É tal às vezes a aflição interior que ela sente, que
diz-me assim:
— O que eu fui e o que eu sou! Dantes ainda tinha algum
conserto e ainda era amiga de Nosso Senhor; agora não
tenho conserto nenhum; não rezo: não sou nada amiguinha
de Nosso Senhor...
A carta
de 26.4.37 diz-nos que desde o dia 23 começou a não comer nada, nem
mesmo água pode beber. É que principiou a não poder mastigar nem engolir
nada. O que mais lhe custou nessa fase, foi não poder comungar, pelo
mesmo motivo, pois vomitava tudo o que tentava engolir.
A carta
de 3 de Maio atesta ainda que continua sem comer; portanto já há dez
dias que dura esse jejum rigoroso. Dir-se-ia tirocínio para o que há de
vir mais tarde, durante treze anos e meio.

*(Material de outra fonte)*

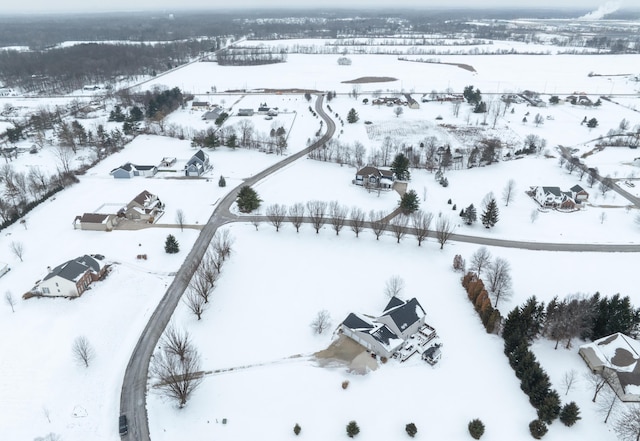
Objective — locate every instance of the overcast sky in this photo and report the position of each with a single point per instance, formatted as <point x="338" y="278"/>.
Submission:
<point x="47" y="6"/>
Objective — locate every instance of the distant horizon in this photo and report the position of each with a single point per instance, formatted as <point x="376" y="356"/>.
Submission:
<point x="75" y="7"/>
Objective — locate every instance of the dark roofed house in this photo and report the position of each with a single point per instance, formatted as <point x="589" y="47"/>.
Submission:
<point x="130" y="170"/>
<point x="71" y="278"/>
<point x="198" y="164"/>
<point x="400" y="330"/>
<point x="373" y="177"/>
<point x="95" y="222"/>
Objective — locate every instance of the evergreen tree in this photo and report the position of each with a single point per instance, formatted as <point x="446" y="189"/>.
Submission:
<point x="400" y="167"/>
<point x="470" y="215"/>
<point x="570" y="414"/>
<point x="352" y="429"/>
<point x="352" y="116"/>
<point x="409" y="202"/>
<point x="476" y="428"/>
<point x="171" y="245"/>
<point x="550" y="407"/>
<point x="537" y="428"/>
<point x="490" y="215"/>
<point x="248" y="199"/>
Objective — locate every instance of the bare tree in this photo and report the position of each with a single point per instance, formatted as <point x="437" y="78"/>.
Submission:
<point x="597" y="380"/>
<point x="627" y="425"/>
<point x="357" y="220"/>
<point x="606" y="184"/>
<point x="534" y="215"/>
<point x="399" y="227"/>
<point x="444" y="230"/>
<point x="508" y="192"/>
<point x="82" y="350"/>
<point x="338" y="216"/>
<point x="607" y="403"/>
<point x="321" y="322"/>
<point x="317" y="211"/>
<point x="176" y="341"/>
<point x="276" y="214"/>
<point x="378" y="222"/>
<point x="195" y="303"/>
<point x="480" y="259"/>
<point x="296" y="215"/>
<point x="222" y="242"/>
<point x="18" y="249"/>
<point x="568" y="380"/>
<point x="498" y="280"/>
<point x="10" y="300"/>
<point x="421" y="223"/>
<point x="394" y="286"/>
<point x="180" y="219"/>
<point x="177" y="375"/>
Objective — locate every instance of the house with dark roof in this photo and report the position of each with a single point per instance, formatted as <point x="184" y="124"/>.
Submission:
<point x="616" y="357"/>
<point x="71" y="278"/>
<point x="145" y="207"/>
<point x="373" y="177"/>
<point x="400" y="331"/>
<point x="130" y="170"/>
<point x="198" y="164"/>
<point x="553" y="197"/>
<point x="95" y="222"/>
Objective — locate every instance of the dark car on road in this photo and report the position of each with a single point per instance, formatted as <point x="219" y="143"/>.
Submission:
<point x="123" y="425"/>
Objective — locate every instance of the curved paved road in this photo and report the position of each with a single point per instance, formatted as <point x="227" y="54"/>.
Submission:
<point x="134" y="386"/>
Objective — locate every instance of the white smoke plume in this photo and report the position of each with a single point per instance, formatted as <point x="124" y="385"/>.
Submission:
<point x="604" y="10"/>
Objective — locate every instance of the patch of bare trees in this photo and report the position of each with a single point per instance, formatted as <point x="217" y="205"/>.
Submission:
<point x="82" y="351"/>
<point x="338" y="217"/>
<point x="421" y="223"/>
<point x="276" y="214"/>
<point x="296" y="215"/>
<point x="321" y="321"/>
<point x="176" y="366"/>
<point x="317" y="212"/>
<point x="357" y="220"/>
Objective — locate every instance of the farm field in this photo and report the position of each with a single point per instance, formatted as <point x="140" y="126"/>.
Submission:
<point x="275" y="283"/>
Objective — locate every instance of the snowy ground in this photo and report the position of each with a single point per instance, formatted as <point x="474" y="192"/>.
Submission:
<point x="275" y="283"/>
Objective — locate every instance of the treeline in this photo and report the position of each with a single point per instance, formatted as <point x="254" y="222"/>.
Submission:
<point x="62" y="70"/>
<point x="251" y="56"/>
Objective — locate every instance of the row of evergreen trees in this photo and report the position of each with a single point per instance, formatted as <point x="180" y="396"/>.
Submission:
<point x="479" y="296"/>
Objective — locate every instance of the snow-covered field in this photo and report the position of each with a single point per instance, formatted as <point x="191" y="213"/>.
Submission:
<point x="275" y="283"/>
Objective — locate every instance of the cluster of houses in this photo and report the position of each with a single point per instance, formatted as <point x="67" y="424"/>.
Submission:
<point x="145" y="207"/>
<point x="554" y="197"/>
<point x="399" y="332"/>
<point x="197" y="165"/>
<point x="616" y="358"/>
<point x="373" y="177"/>
<point x="71" y="278"/>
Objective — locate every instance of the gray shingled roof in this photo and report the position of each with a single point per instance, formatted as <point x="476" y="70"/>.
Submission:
<point x="73" y="269"/>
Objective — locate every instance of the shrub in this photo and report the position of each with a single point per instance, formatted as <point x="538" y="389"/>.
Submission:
<point x="570" y="414"/>
<point x="352" y="429"/>
<point x="476" y="428"/>
<point x="171" y="245"/>
<point x="537" y="428"/>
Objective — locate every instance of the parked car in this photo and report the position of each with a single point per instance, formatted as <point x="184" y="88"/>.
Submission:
<point x="123" y="425"/>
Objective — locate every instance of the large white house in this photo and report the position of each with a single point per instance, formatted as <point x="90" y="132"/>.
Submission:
<point x="399" y="331"/>
<point x="616" y="357"/>
<point x="71" y="278"/>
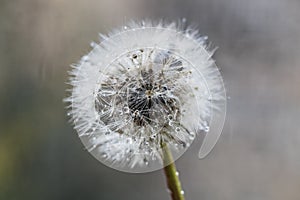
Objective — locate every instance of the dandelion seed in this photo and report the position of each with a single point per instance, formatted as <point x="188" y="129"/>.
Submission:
<point x="145" y="84"/>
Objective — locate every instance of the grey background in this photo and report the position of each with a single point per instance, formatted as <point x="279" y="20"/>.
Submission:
<point x="257" y="157"/>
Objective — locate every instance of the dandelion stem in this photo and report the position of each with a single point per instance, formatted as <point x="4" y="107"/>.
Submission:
<point x="171" y="173"/>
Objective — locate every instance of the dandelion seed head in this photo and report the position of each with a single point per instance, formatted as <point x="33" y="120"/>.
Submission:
<point x="142" y="85"/>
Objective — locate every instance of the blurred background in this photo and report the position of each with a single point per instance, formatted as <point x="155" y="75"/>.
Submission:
<point x="257" y="156"/>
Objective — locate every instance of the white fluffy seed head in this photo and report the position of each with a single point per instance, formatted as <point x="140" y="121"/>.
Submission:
<point x="143" y="85"/>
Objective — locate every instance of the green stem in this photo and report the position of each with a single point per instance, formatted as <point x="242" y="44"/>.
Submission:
<point x="171" y="174"/>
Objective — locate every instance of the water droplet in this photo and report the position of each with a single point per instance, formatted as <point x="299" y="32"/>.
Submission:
<point x="85" y="58"/>
<point x="126" y="109"/>
<point x="206" y="129"/>
<point x="104" y="155"/>
<point x="93" y="44"/>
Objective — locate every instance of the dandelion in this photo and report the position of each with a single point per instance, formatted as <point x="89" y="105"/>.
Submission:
<point x="143" y="88"/>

Ainda não tornou a tomar nada — diz a irmã — senão
alguns goles de água fria ou algumas colheres de chá e
isso mesmo lhe causa dores horríveis desde a boca até o
estômago e ainda lhe passam para as costas. Diz ela que
Nosso Senhor ainda sofreu mais: que também teve sede na
Cruz e que lhe deram a beber fel e vinagre. Diz-me que
dizia a Nosso Senhor que lhe queria matar a fome e a
sede que Ele tem de amor no Santíssimo Sacramento e essa
sede que nunca lha pode apagar e que a dela em breve
será saciada...
A
Alexandrina assim resumirá mais tarde em suas notas biográficas todo
este período em que deixou de comer:
Em fins de Abril de 1937 passei por uma grande crise que
me levou às portas da morte. Principiei a vomitar de dia
e de noite nada conservando no estômago. Nos primeiros
dias fiquei em profunda prostração... O Sr. Abade leu-me
as orações da agonia por três vezes... Havia talvez um
ano que recebia diariamente a Nosso Senhor... Neste
período da minha doença, não sei se de manhã se de
tarde, vi entrar no meu quarto o Sr. Abade e
conhecendo-o disse-lhe:
— Eu quero receber a Nosso Senhor.
Ele respondeu-me:
— Sim, minha menina, vou buscar-te uma hóstia por
consagrar e se a não vomitares, trago-te Nosso Senhor.
Assim o fez. Logo que a engoli, a vomitei. Sua Rev.cia
estava para desistir de me trazer Nosso Senhor e alguém
disse:
— Sr. Abade, uma hóstia por consagrar não é Jesus.
Foi então que se resolveu a ir buscar uma consagrada.
Recebi-a e não a vomitei. Nunca mais deixei de receber
Jesus Sacramentado, por causa desses vómitos...
Logo que recebia a Jesus, cessava os vómitos, nunca
voltando antes de passar meia hora. Como era assim, o Sr.
Abade nunca temeu em me dar a Comunhão. A crise durou
bastante tempo, mas durante 17 dias estive sem tomar
nada, absolutamente nada. A minha medicina foi Jesus.